After a post-Brexit misstep, the stock market has regained its footing and roared past all-time highs in the past week.
The strength has been broad-based and it appears to Sheba Jafari, a technical analyst at Goldman Sachs, that this upwards trend in markets can continue for a long time.
“If this is truly a 3rd wave from June, it should really move past 2,191 and eventually reach a 1.618 target at ~2,263,” wrote Jafari in a note to clients Sunday.
Jafari, who calls the recent rally “textbook,” is using a method of technical analysis that posits that market behaviour is orderly and moves in “waves,” thus it can be tracked as long as you can read the signals that the market is telling you.
Based on these signals, Jafari believes that not only is there a short-term uptick of at least 100 points in the S&P based on Friday’s closing price, but in the long-run there is even more good news for stock investors.

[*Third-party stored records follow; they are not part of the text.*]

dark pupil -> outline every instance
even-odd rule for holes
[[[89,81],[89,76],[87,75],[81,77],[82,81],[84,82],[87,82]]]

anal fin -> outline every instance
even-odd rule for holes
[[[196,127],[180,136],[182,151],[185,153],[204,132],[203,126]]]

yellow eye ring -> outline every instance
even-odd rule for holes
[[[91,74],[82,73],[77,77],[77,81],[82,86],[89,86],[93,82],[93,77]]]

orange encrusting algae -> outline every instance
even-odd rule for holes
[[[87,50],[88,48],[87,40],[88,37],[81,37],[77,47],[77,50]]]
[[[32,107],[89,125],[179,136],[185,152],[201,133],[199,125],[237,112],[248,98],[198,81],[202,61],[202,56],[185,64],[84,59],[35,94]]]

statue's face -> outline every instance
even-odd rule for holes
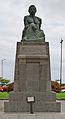
[[[31,7],[29,8],[29,13],[30,13],[30,15],[35,15],[35,13],[36,13],[36,8],[35,8],[35,6],[31,6]]]

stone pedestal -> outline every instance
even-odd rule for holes
[[[60,103],[51,92],[48,42],[18,42],[14,91],[5,102],[5,112],[29,112],[27,97],[35,97],[34,112],[59,112]]]

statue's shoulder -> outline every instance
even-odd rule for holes
[[[35,16],[36,17],[36,19],[38,19],[38,21],[40,22],[40,24],[42,23],[42,19],[40,18],[40,17],[37,17],[37,16]]]
[[[41,18],[40,17],[37,17],[37,16],[35,16],[38,20],[40,20],[41,21]]]
[[[29,17],[30,17],[29,15],[24,16],[24,20],[28,19]]]

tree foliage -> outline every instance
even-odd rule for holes
[[[2,78],[0,77],[0,82],[2,82],[2,83],[8,83],[8,82],[10,82],[10,80],[2,79]]]

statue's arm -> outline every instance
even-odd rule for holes
[[[39,29],[40,29],[41,28],[41,24],[42,24],[42,20],[39,19],[39,21],[40,21],[40,24],[39,24]]]
[[[27,16],[24,17],[24,26],[25,28],[28,27],[28,21],[27,21]]]

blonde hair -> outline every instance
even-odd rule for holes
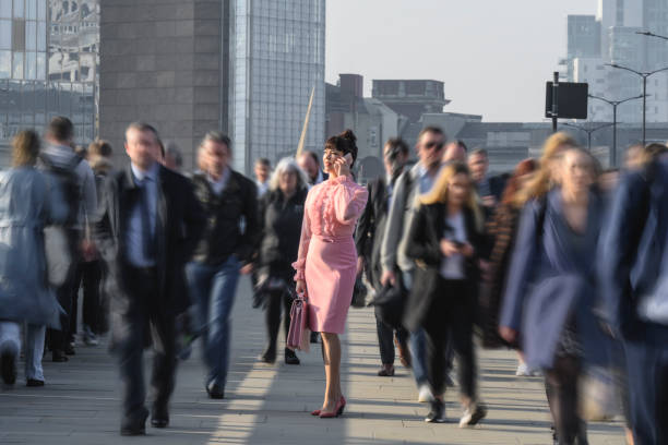
[[[39,136],[32,130],[23,130],[12,139],[12,166],[25,167],[37,164]]]
[[[308,188],[309,180],[306,173],[299,168],[295,158],[285,157],[278,161],[274,172],[272,173],[272,178],[270,179],[269,190],[275,191],[278,190],[278,182],[281,180],[281,176],[284,172],[295,173],[297,177],[297,190]]]
[[[577,143],[573,136],[562,131],[552,134],[545,141],[538,170],[536,170],[526,188],[517,193],[515,202],[517,206],[523,206],[532,199],[545,196],[554,187],[552,164],[559,159],[564,148],[573,147],[577,147]]]
[[[436,179],[433,187],[431,190],[420,196],[418,196],[417,204],[418,205],[431,205],[431,204],[446,204],[448,203],[448,193],[450,188],[450,181],[457,175],[466,175],[469,181],[469,191],[468,199],[464,204],[465,207],[468,207],[475,218],[476,228],[481,231],[482,230],[482,213],[480,212],[480,206],[478,205],[478,194],[473,190],[473,181],[470,179],[470,172],[468,167],[462,163],[452,163],[441,169],[438,178]]]

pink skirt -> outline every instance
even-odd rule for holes
[[[357,251],[353,236],[311,237],[305,276],[312,332],[344,333],[356,273]]]

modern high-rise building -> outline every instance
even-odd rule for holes
[[[600,51],[592,52],[593,29],[598,25]],[[607,67],[615,63],[631,70],[651,72],[668,68],[666,41],[639,35],[649,31],[668,35],[666,0],[599,0],[596,16],[570,15],[568,79],[589,83],[589,92],[609,100],[642,94],[642,80],[629,71]],[[618,109],[618,120],[642,121],[642,100],[629,101]],[[657,73],[647,81],[647,122],[668,122],[668,74]],[[589,120],[610,121],[612,110],[605,103],[591,100]]]
[[[305,148],[325,128],[325,0],[230,0],[230,133],[235,166],[294,155],[313,92]]]
[[[196,165],[207,130],[232,140],[234,167],[324,143],[324,0],[99,0],[100,135],[122,144],[154,123]]]
[[[98,0],[0,0],[0,166],[21,129],[57,115],[97,133]]]

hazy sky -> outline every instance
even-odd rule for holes
[[[445,111],[538,122],[566,51],[566,15],[596,0],[327,0],[325,80],[339,73],[445,83]]]

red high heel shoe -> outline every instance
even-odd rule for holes
[[[334,412],[323,412],[323,411],[321,411],[320,412],[320,418],[321,419],[337,418],[341,414],[343,414],[344,408],[346,408],[346,398],[344,396],[341,396],[341,398],[336,402],[336,408],[334,409]]]

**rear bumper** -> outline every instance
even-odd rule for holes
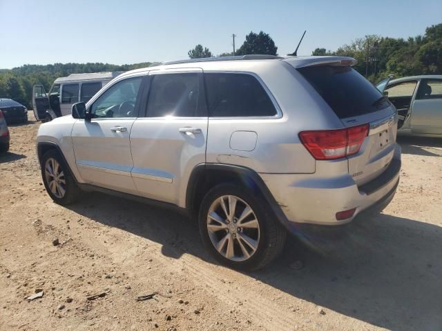
[[[401,148],[378,177],[358,186],[349,174],[299,180],[296,174],[260,174],[289,223],[336,225],[351,221],[364,210],[382,210],[393,199],[399,181]],[[356,208],[354,215],[336,220],[336,212]]]

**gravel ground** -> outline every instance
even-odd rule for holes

“Narrowing in even further, the move since February is likely to be wave (5) in a sequence that starting in 2010,” wrote Jafari. “As such, the minimum target for wave (5)/III is 2,172 (now effectively satisfied). An extended target goes out to 2,394-2,452.”

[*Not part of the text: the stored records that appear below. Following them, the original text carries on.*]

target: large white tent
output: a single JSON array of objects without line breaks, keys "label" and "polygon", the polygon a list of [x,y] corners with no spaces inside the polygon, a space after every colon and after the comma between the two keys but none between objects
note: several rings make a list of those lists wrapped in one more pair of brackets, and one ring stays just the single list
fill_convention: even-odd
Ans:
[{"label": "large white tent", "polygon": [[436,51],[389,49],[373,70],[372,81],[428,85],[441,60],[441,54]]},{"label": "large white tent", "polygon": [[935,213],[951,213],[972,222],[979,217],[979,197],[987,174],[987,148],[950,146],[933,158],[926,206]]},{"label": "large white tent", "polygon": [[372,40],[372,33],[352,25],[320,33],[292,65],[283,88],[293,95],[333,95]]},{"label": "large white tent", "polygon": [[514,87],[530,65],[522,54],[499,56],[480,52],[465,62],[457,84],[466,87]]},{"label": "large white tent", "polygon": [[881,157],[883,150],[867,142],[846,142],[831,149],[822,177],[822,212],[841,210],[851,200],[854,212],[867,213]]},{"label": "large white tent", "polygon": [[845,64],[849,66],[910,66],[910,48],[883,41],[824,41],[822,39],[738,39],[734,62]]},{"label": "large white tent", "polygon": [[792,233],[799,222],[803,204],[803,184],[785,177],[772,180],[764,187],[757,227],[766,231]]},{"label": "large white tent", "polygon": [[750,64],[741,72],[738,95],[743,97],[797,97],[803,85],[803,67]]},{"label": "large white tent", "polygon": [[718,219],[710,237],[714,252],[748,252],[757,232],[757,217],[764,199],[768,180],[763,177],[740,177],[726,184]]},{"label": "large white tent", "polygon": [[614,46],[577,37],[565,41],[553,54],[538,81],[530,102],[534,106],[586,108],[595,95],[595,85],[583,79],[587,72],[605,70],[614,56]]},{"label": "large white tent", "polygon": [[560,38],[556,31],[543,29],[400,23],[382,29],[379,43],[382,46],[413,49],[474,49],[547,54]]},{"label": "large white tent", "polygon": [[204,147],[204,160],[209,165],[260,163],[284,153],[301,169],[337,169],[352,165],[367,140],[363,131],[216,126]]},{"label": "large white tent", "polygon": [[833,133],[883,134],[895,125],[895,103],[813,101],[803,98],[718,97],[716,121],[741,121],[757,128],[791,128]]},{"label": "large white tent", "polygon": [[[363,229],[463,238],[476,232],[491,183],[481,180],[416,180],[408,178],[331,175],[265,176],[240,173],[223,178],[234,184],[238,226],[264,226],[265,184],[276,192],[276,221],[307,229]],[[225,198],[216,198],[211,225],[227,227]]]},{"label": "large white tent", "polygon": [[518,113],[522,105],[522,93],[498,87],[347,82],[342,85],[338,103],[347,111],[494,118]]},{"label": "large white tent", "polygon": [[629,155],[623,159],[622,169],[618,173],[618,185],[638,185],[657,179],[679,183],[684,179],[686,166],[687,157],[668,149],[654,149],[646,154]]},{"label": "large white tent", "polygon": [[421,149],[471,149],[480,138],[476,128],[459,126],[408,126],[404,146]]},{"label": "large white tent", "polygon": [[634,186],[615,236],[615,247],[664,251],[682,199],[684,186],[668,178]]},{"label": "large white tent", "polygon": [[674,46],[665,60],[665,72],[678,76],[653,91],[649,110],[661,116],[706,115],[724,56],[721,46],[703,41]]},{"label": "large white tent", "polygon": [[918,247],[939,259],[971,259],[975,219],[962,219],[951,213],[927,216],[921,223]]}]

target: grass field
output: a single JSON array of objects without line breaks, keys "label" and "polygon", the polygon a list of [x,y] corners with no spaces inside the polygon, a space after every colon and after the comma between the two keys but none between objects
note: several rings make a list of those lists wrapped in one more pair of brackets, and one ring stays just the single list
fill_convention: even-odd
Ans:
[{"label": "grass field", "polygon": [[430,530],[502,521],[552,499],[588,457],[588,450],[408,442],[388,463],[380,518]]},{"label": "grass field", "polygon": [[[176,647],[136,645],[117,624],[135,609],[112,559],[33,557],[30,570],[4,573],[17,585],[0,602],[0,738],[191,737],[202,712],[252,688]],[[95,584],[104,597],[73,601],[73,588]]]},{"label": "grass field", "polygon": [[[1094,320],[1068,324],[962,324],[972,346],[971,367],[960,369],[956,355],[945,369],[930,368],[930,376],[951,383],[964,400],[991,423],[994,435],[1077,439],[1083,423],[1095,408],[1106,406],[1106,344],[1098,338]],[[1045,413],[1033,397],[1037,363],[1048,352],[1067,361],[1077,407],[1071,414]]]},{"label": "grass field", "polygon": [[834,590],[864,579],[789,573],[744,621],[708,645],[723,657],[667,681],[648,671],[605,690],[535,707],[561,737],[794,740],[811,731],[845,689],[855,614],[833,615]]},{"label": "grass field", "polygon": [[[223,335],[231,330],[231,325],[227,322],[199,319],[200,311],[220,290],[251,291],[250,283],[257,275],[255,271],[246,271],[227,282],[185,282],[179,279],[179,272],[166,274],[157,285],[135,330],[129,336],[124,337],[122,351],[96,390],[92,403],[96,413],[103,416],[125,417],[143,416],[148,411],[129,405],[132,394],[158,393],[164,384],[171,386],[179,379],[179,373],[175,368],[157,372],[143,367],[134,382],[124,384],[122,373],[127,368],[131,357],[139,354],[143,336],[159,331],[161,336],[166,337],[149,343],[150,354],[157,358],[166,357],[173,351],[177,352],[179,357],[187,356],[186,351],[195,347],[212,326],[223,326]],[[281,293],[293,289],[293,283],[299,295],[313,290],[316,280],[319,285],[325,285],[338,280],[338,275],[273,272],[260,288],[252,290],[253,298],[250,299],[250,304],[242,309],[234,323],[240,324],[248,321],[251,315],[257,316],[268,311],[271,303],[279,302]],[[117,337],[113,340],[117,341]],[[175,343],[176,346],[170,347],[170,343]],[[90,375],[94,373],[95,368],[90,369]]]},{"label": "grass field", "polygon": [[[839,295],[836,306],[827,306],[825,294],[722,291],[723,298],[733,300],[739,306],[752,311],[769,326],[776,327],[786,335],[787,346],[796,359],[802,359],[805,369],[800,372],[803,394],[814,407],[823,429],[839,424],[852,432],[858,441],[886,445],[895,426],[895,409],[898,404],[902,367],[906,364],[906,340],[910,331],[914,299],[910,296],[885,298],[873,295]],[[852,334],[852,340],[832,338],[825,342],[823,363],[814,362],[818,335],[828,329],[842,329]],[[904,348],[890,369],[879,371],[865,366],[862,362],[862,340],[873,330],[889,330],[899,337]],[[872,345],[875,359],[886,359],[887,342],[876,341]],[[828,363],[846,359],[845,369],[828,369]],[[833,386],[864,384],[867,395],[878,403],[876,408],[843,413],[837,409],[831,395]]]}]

So to clarify, in the short-term Jafari is projecting a target of 2,263 and over a monthlong time frame the index should get as high as 2,452. To get to these points, however, there may be some pain.
“Would view 2,263 as an ideal place to start a 4th wave correction,” Jafari warned. “Pullbacks up to that point should be shallow and short-term (similar to price action earlier this year in March/April).”
There may be some stumbles on the way up, but evidently Jafari thinks the rally has a ways to run.